[dmd-internals] Oldest five bugs

Leandro Lucarella luca at llucax.com.ar
Wed Jan 18 15:34:56 PST 2012


Jason House, el 18 de enero a las 17:34 me escribiste:
> On Jan 18, 2012, at 4:48 PM, Andrei Alexandrescu <andrei at erdani.com> wrote:
> 
> > On 1/18/12 3:41 PM, Don Clugston wrote:
> >> From 5 years 8 months to 5 years 6 months. I don't think we get much
> >> leverage from that.
> > 
> > We must start somewhere, and with time the "de-aging" process will accelerate. Without giving old bugs due process, we undermine people's confidence that we're thorough and that every bug will be ultimately looked at.
> > 
> >> We don't have the resources to improve either the number of open bugs,
> >> or the age of the oldest bug, by enough that anybody would care.
> >> By contrast...
> >> 
> >> REGRESSIONS.
> > 
> > I agree regressions are important. But we shouldn't frame things as
> > "either we look at older bugs or fix regressions". I think each
> > release should pay attention to both.
> 
> I agree with Andrei. As D fights to gain popularity, it will be
> evaluated by a variety of somewhat arbitrary metrics by people
> deciding if they should take the D plunge.
> 
> People will definitely look at how quickly bugs get closed. For a new
> language with a recent uptick in community involvement, 6 year old
> bugs are definitely embarrassing.

If people don't "experience" bugs they will not even look at the age of
bugs, they will not even look at the bug tracker! How many times did you
checked the bug from other languages? I use GCC and Python on a daily
basis for years now, and I think I might had a look in their bug
trackers about 2 or 3 times in that time frame.

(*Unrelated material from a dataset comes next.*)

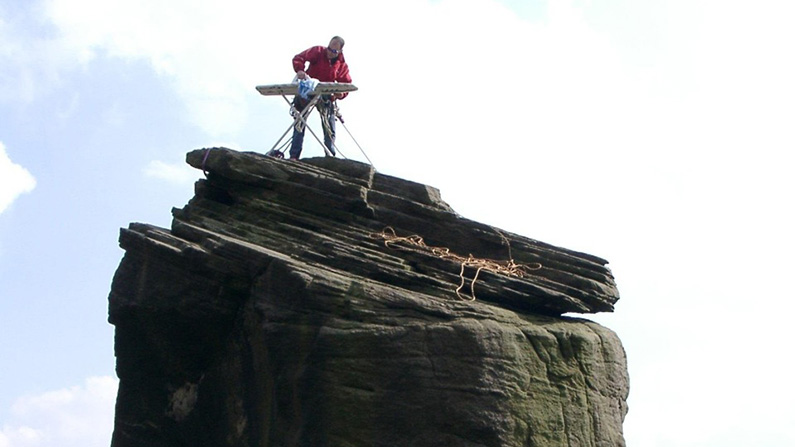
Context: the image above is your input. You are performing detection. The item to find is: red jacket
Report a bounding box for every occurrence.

With D I look at it this
many times per month maybe. That's not because I like to see how old
bugs are, but because I get bit by bugs. That are the bugs that should
be fixed first.

> Just like the "no new regressions" policy, a "no bugs more than
> 5 years old" policy might be good too. Having recent updates to old
> bugs by core people would definitely blunt some of it.

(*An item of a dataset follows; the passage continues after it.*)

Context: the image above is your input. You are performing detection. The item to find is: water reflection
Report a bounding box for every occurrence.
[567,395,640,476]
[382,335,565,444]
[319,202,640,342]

You can't compare. The "no regressions" ("new regressions" is kind of
redundant :) policy is a must, no something you do just to make the
"arbitrary metrics" made by random people to judge the compiler's
quality. Again, that will only happen if people find bugs on their daily
use, and that will surely happen if you introduce regressions in new
version.

> Things can also be made to look better with a liberal policy of
> marking old bugs as wontfix as well as consolidating older bugs into
> newer, more general, bugs.

Are you serious? Why don't we just remove all bugs and show people that
D is bug free? Really... you can't be serious...

And again, the age of a bug is only relevant when users actually *hit*
the bug. I agree that if two bugs are equally annoying and important,
the oldest one should be fixed first, that would show the users they
won't have to fight the bugs they *hit* for too long. But it makes no
sense to spend time fixing a bug that nobody cares just because if
6 years old when there is a but that's more important and it's just
4 months old. It also doesn't make sense to close the bug because it's
old, it should be fixed eventually when there is nothing more
important to fix (or when somebody finds fixing that bug particularly
fun, don forget that most of the people do this as a hobby). It doesn't
make any sense to conceal it's age either.